La nueva arma mortal no tiene pólvora,
ni esparce isótopos radioactivos. La nueva arma mortal se llama medios de
comunicación de masas en manos de unas cuantas corporaciones que manipulan a su
antojo en función de sus intereses corporativos, en alianza con las más
reaccionarias fuerzas políticas.
Rafael
Cuevas Molina/Presidente AUNA-Costa Rica
Desde los ahora lejanos años 70, hay una
discusión en América Latina sobre el papel que juegan los medios de
comunicación como agentes
ideológicos. En el contexto de las implicaciones políticas que había provocado
la Revolución Cubana, y del proceso abierto en Chile con el triunfo de la
Unidad Popular en 1970, Armand Mattelart y Ariel Dorfman escribieron varios
libros sobre la “dominación ideológica” que se ejercía a través de los medios y
las industrias culturales, el más conocido de los cuales fue Para leer al Pato Donald.

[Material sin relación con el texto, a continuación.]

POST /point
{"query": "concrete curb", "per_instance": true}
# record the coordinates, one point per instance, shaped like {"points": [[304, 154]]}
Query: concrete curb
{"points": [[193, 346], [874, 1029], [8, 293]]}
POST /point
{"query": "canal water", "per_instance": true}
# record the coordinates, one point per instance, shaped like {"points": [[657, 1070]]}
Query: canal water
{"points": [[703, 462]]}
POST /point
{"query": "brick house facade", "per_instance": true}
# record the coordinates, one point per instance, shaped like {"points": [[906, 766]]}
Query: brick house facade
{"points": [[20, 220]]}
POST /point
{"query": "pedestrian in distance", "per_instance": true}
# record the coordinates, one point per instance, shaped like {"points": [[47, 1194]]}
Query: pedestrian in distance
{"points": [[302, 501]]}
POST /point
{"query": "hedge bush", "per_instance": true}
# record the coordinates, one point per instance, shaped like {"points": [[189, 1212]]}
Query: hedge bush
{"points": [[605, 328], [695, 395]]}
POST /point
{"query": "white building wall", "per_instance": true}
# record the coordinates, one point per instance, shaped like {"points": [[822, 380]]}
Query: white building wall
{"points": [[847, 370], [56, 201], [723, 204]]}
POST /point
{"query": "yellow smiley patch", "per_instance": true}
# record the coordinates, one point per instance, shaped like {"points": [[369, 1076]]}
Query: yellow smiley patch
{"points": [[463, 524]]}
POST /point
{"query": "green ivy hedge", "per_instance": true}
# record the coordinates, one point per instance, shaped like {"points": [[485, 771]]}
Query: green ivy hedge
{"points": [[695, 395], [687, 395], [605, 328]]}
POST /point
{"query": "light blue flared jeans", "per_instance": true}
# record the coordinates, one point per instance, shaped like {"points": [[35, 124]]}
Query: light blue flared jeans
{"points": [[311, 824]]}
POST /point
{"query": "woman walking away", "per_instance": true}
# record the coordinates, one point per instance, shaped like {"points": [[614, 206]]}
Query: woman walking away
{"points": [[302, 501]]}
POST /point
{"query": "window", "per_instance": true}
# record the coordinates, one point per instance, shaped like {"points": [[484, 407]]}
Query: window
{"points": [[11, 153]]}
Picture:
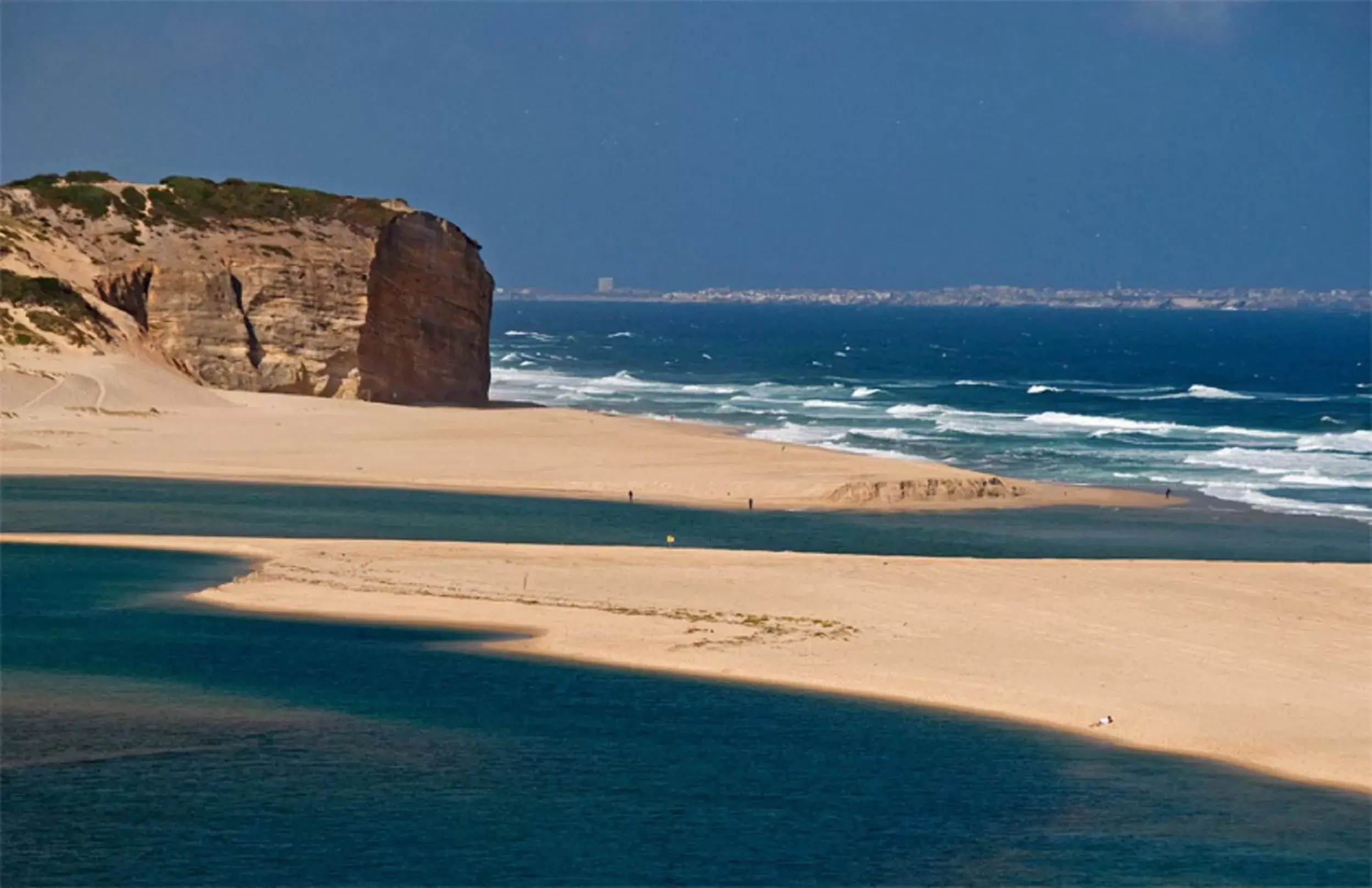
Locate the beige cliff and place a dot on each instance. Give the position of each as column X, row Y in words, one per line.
column 260, row 287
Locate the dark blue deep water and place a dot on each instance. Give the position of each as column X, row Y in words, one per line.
column 1272, row 411
column 149, row 741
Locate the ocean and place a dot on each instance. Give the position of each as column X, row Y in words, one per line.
column 152, row 741
column 1272, row 411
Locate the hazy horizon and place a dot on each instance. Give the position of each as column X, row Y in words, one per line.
column 752, row 146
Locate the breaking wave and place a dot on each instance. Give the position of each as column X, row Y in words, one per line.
column 1348, row 442
column 1300, row 473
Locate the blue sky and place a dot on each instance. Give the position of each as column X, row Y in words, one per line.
column 695, row 144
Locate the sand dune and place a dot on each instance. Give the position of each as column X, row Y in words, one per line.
column 1260, row 665
column 79, row 413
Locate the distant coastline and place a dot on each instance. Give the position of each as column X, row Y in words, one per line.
column 1230, row 300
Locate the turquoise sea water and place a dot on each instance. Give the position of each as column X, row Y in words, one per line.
column 150, row 741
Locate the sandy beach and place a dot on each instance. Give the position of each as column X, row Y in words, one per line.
column 117, row 415
column 1258, row 665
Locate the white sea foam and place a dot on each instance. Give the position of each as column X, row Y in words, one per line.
column 1102, row 424
column 1205, row 393
column 886, row 434
column 791, row 432
column 1321, row 481
column 1246, row 432
column 1267, row 503
column 708, row 390
column 1282, row 462
column 908, row 411
column 1348, row 442
column 531, row 334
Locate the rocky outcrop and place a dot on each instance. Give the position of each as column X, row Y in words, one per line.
column 262, row 287
column 428, row 316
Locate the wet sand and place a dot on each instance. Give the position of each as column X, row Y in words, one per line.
column 1257, row 665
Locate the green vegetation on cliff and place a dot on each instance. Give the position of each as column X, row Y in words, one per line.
column 54, row 191
column 51, row 306
column 201, row 202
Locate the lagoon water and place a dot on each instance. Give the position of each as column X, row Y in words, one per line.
column 1268, row 409
column 152, row 741
column 1203, row 530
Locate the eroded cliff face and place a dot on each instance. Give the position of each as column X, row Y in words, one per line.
column 428, row 316
column 268, row 289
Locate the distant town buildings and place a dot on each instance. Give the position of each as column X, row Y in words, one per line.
column 1117, row 297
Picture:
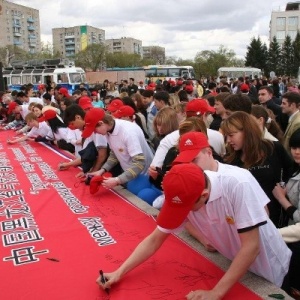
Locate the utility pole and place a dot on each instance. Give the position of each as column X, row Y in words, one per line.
column 2, row 88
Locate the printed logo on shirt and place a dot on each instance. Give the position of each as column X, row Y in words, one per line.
column 176, row 200
column 188, row 143
column 230, row 220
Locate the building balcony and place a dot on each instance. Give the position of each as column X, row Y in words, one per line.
column 72, row 48
column 68, row 54
column 72, row 42
column 17, row 43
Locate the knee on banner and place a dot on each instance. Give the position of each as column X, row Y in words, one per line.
column 149, row 194
column 137, row 184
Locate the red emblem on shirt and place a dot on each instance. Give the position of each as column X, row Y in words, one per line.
column 230, row 220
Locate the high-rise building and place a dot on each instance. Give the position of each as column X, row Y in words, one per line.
column 125, row 45
column 156, row 53
column 20, row 26
column 71, row 40
column 285, row 22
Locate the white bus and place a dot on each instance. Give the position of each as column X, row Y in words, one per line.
column 166, row 72
column 66, row 75
column 236, row 72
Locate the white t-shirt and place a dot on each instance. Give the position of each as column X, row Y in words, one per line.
column 42, row 130
column 99, row 140
column 36, row 100
column 215, row 140
column 72, row 137
column 236, row 202
column 126, row 141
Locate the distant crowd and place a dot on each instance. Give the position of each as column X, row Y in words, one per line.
column 156, row 139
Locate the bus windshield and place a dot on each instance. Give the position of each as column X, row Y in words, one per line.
column 236, row 72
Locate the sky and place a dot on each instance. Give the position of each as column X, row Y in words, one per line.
column 183, row 27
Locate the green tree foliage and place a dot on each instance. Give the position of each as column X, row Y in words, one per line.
column 207, row 62
column 92, row 58
column 296, row 50
column 256, row 55
column 287, row 56
column 274, row 56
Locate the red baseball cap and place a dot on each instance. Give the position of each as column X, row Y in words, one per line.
column 183, row 186
column 244, row 88
column 64, row 92
column 114, row 105
column 198, row 107
column 92, row 117
column 124, row 111
column 85, row 102
column 189, row 88
column 48, row 115
column 11, row 106
column 190, row 145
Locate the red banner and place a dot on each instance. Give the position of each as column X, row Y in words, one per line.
column 56, row 237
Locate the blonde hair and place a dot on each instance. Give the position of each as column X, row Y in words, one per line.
column 167, row 119
column 192, row 124
column 30, row 117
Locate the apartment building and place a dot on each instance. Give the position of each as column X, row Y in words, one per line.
column 285, row 22
column 71, row 40
column 155, row 52
column 125, row 44
column 20, row 26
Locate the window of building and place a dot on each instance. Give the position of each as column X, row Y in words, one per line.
column 280, row 35
column 280, row 21
column 292, row 34
column 293, row 21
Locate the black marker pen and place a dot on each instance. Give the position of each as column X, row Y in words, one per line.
column 103, row 280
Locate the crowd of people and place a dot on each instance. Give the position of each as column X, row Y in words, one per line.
column 220, row 159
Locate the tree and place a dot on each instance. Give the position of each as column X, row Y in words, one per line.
column 92, row 58
column 296, row 50
column 287, row 56
column 274, row 56
column 207, row 62
column 256, row 55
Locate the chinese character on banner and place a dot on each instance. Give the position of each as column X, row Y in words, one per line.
column 24, row 255
column 22, row 223
column 21, row 237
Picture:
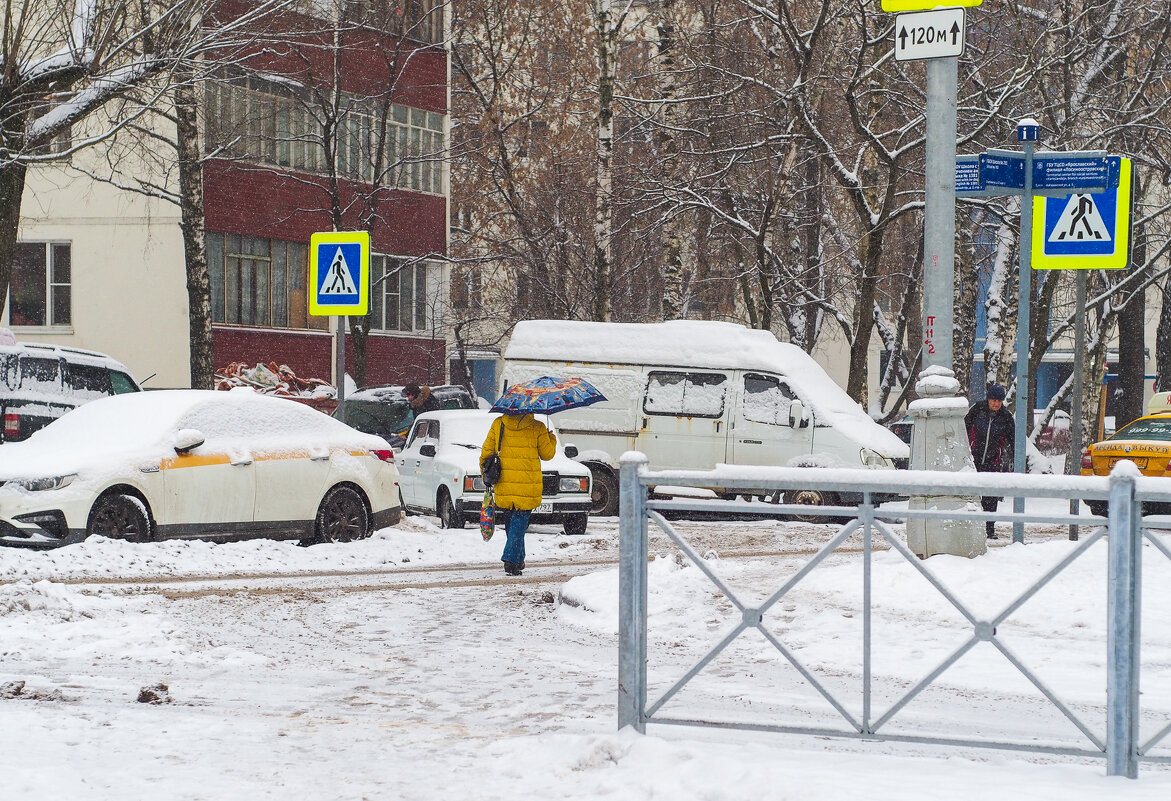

Esta preocupación sobre el papel de los
medios en la lucha ideológica de la época nacía por el creciente papel que
tenían, a raíz de la revolución tecnológica de la posguerra, uno de cuyos
principales componentes es, precisamente, el de los sistemas de la comunicación
y la información. Los Estados Unidos de América comprendieron tempranamente el
papel fundamental que tenía la “conquista de mentes y corazones” que se podía
lograr a través de los periódicos, la televisión y la radio, y también el
entretenimiento. De ahí que la industria editorial y cultural pasara a ocupar
un rango importantísimo en la estrategia de difusión de una determinada visión
acorde con sus intereses, no solo del mundo sino de la coyuntura política.